10m students are competing for just 3m places at the country's universities
While Irish students start their second week of state exams today, China’s infamous Gaokao continues to make headlines. Pity those easily distracted, as the examiners deployed drones across exam centres to keep an eye out for cheaters.
Pupils taking the high-pressure, all-stakes exam have been known to indulge in risky cheating for years, with several schemes uncovered throughout the exam’s history.
While the government is reluctant to release figures of those actually caught cheating, the near espionage-level means by which they try are widely circulated as a warning to others who might be tempted.
In the past few years, a student was discovered with a special pair of glasses enabled with a camera, by which he was sending black-and-white stills of the exam to an outside source. Water bottles fitted with tiny cameras and wallets with radio receivers sewn into clothes are routinely discovered, while once in Sichuan province, as many as 40 students were caught using a smart pen to send back test questions, with answers relayed to their ear pieces.
A Chinese police officer showcases some of the cheating devices discovered in 2016 [ChinaNews]
This year, the Chinese examiners made great efforts to weed out anyone trying to cheat on the exam, which – like the Leaving Cert – is the only part of a student’s education that counts towards university matriculation.
Students assembling at the massive test centres were asked to walk through metal detectors, while biometric fingerprint and face recognition technology was used to ensure that those taking the exam were actually who they claimed to be. Mobile phone signal-blocking was used, as well as camera-fitted drones zooming above the students, seeking out any sign of cheating.
Gaokao is notoriously brutal, with school leavers assessed in Mandarin/Cantonese, maths, English, and another subject of their own choosing. As of 2016, new laws were introduced forbidding cheaters from having the chance to repeat the exam for several years, while anyone caught facilitating cheating can face up to seven years in jail.

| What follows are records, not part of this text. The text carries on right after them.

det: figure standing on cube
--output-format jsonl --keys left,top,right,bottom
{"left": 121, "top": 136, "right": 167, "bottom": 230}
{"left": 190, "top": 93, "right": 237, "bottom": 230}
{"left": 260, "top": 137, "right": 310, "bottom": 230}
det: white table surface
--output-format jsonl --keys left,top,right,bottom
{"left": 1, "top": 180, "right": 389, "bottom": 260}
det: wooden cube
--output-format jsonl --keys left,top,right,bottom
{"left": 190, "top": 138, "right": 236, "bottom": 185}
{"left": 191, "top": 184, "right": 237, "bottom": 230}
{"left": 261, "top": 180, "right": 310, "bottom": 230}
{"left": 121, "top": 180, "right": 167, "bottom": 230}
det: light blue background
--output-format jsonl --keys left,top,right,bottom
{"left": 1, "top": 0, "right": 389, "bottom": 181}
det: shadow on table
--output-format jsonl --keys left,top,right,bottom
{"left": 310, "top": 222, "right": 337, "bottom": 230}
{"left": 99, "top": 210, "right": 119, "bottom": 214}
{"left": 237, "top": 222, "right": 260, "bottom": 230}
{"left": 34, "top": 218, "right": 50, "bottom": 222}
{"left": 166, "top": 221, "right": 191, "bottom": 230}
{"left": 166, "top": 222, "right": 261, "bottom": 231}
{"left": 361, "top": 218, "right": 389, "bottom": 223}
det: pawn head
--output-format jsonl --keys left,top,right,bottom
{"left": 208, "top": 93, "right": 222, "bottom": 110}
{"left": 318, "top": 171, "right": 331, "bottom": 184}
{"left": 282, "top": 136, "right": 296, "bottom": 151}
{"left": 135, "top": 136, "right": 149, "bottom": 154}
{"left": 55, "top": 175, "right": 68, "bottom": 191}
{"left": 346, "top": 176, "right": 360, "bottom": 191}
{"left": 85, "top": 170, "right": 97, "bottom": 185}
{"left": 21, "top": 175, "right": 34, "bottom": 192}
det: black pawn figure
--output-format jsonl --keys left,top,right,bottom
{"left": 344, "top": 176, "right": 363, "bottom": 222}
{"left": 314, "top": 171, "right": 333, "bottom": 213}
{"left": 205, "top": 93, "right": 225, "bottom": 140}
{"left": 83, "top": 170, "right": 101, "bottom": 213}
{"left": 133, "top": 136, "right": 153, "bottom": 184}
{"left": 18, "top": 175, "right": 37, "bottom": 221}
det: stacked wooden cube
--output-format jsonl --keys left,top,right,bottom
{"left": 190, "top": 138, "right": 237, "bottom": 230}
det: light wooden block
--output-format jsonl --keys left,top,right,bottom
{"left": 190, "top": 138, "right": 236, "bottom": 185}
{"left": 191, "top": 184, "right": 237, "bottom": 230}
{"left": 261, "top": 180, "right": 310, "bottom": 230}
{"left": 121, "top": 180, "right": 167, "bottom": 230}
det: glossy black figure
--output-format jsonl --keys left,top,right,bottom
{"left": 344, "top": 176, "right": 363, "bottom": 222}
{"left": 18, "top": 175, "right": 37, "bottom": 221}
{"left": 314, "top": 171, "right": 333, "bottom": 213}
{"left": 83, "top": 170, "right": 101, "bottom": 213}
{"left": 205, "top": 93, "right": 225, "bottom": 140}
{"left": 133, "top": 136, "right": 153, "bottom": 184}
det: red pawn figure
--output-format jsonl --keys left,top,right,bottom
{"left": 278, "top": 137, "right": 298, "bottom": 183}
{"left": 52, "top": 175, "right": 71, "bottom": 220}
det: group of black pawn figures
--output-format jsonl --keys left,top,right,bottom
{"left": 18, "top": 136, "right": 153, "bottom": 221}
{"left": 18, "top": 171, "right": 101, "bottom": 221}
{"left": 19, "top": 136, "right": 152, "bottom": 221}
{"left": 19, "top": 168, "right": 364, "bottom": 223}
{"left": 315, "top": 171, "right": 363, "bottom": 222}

The pressure on the students is intense; in 2017, roughly 10m school pupils sat the exam to battle it out for one of the 3m spaces in China’s 2,200 universities. As the majority of China’s top-tier third-level facilities are in Beijing, the capital also reserves places for local students, making the competition for these spots less intense. Additionally, a leg up of extra points is awarded to members of China’s 55 ethnic minorities.
Without a good Gaokao result, most students will most likely see a future of low-paying factory work. After decades of the country’s one-child policy and with an ageing population, the cultural assumption that children will support their parents – and increasingly grandparents – into old age means cheating may seem like the only path to financial security.